The FNIP1 gene consists of a 6655 nt mRNA (using NM 133372 derived from AC005593.1, DQ145719.1, AC008695.9 and AL832008.1, the coding sequence extends from nt143 to nt3643) and contains 18 coding exons. The initiation codon is located within exon 1.

Northern blot analysis revealed an about 7 kb FNIP1 mRNA transcript that was expressed in most major adult tissues, with strongest expression in heart, liver and placenta, and expression in kidney and lung, tissues involved in the Birt-Hogg-Dube syndrome phenotype (see below). Several alternate transcripts lacking one or more exons have been reported. Transcript 1 is the full-length isoform. Transcript 2 lacks exon 7 (NM 001008738).

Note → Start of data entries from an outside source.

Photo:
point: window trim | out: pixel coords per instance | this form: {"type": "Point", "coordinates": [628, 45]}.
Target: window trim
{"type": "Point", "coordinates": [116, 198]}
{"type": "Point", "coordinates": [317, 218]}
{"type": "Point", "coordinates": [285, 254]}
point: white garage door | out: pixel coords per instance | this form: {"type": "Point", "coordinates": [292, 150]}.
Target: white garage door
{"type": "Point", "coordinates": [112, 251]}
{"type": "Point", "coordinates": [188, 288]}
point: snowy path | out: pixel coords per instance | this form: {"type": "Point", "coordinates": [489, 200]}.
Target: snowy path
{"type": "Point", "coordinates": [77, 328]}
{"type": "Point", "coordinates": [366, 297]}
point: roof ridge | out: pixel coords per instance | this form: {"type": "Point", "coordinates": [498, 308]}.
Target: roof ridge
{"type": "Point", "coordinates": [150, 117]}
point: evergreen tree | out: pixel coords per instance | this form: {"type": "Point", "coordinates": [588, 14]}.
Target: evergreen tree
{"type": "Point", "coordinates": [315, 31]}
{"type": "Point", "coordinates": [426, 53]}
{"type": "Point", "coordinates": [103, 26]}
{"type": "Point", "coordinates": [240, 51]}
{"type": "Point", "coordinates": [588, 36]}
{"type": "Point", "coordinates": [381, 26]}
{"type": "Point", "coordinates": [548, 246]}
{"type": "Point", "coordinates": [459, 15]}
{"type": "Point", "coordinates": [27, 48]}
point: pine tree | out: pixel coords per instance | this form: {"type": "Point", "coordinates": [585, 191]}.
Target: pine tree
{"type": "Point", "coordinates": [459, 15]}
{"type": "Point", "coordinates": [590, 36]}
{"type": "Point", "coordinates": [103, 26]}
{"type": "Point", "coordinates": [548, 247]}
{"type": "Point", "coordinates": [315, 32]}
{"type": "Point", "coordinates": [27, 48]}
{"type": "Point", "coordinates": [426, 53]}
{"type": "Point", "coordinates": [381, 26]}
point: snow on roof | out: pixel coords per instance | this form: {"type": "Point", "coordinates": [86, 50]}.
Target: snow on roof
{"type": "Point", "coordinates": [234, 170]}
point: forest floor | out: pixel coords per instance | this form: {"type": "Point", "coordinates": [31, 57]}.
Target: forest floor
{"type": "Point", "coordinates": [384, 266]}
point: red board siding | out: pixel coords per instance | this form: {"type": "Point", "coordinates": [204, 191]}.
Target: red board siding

The FNIP1 protein contains 1166 amino acids and has an estimated molecular weight of 130 kDa.

Epitope-tagged FNIP1 expressed in HeLa cells localized exclusively in the cytoplasm.

Coimmunoprecipitation studies to elucidate the function of folliculin (FLCN) (encoded by the tumor suppressor gene, BHD/FLCN, which is mutated in the Birt-Hogg-Dube syndrome) identified a novel folliculin-interacting protein, FNIP1, which interacts through the C-terminus of FLCN. FNIP1 overexpression enhanced phosphorylation of FLCN and phospho-FLCN preferentially bound to FNIP1.
FNIP1 is a novel protein with no domains to suggest function. By coimmunoprecipitation studies FNIP1 was also found to interact with the heterotrimer, 5AMP-activated protein kinase (AMPK), a key molecule for energy sensing and a negative regulator of mTOR (mammalian target of rapamycin). AMPK, which bound to FNIP1, was preferentially in its phosphorylated (active) form and FNIP1 could act as a substrate for AMPK phosphorylation both in vitro and in vivo. Inhibition of AMPK kinase activity resulted in reduced FNIP1 protein expression in HEK293 cells suggesting that phosphorylation of FNIP1 by AMPK may enhance protein stability. These data suggest that FNIP1 and its interacting partner, FLCN, may be involved in energy and nutrient-sensing through the AMPK and mTOR signaling pathways.
FNIP1 was also shown to interact with HSP90 by coimmunoprecipitation in HEK293 cells.

A comparison of FNIP1 proteins across species identified 5 blocks of conserved sequence with at least 35% similarity. FNIP1 homologs have been identified in Mus musculus, Gallus gallus, Xenopus tropicalis, Danio rerio, Drosophila melanogaster and Caenorhabditis elegans.